Mein Viertel - AZ-Serie Folge 6: Ingenieur Pedro Gaspar über sein Viertel - den praktischen Rotkreuzplatz, olle Kinosessel und helle Biere.

München - Neuhausen ist unaufgeregt, charmant und an vielen Ecken richtig schön. Die Häuserzeilen in der Blutenburg- oder der Donnersbergerstraße mag ich besonders, auch, dass es dort viele kleine Cafés gibt. Im Café Neuhausen zum Beispiel kann man super draußen sitzen und frühstücken. Das Jagdschlössl ist auch nicht schlecht, dort gibt’s einen kleinen Biergarten und guten Leberkäse.
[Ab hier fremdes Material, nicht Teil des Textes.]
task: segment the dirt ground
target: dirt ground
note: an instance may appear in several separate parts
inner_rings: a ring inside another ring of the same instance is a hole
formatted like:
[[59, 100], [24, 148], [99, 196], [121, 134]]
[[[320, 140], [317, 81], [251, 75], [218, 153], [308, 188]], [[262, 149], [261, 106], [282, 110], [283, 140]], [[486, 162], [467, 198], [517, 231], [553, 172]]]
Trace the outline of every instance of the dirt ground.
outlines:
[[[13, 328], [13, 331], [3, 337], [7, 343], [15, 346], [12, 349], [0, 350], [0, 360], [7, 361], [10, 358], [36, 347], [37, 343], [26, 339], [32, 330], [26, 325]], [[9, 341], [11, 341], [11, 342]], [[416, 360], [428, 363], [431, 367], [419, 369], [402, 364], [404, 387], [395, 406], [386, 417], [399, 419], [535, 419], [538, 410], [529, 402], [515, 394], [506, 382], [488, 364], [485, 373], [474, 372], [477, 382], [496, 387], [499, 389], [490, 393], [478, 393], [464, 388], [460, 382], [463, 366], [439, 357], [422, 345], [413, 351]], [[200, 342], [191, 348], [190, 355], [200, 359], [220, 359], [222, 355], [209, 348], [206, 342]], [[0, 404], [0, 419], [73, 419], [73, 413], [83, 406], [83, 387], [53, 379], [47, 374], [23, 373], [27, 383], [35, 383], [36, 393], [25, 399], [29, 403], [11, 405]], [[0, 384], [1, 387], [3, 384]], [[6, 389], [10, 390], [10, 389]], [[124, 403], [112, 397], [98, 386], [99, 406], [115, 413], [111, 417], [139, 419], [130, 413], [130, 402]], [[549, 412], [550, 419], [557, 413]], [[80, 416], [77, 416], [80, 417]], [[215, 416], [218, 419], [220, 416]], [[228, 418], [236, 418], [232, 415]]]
Ich selbst wohne am Rotkreuzplatz, was ich ziemlich praktisch finde. Denn dort gibt es den Supermarkt, den Kaufhof und den Obstmann. Sogar einen kleinen Hugendubel haben wir. Mein Lieblings-Metzger ist auch gleich um die Ecke.

Klar, Neuhausen ist nicht die Ausgeh-Adresse Nummer eins, um abends Party zu machen. Mir geht es da genauso. Aber nach der Arbeit noch schnell ein Bierchen trinken oder Pizzaessen - das geht in Neuhausen immer.

Manchmal gehe ich auch mit Freunden in der Nähe Bowlen, oder ins „Maxim“, ein altes Münchner Kino mit ollen Sesseln aus den 50ern. Neuhausen ist eben nicht nur alt oder neu, sondern beides.

Was ich zudem super finde: Wohnen ist in Neuhausen nicht ganz so teuer wie in der Stadt. Ich denke da an manche Freunde, die für ihre Mini-Wohnungen im Glockenbachviertel oder in der Maxvorstadt einen Haufen Geld bezahlen. Sicher, sie wohnen zentraler. Aber ich habe es ja auch nicht weit zum Hauptbahnhof oder Stachus. Mit der Trambahn von der Donnersbergerstraße brauch’ ich in die Stadt nur zehn Minuten.

Manchmal, wenn ich gestresst von der Arbeit bin, jogge ich in den Hirschgarten. Auch der ist weniger schick als der Englische Garten. Aber das Helle im Biergarten schmeckt dort mindestens genauso gut wie im Seehaus.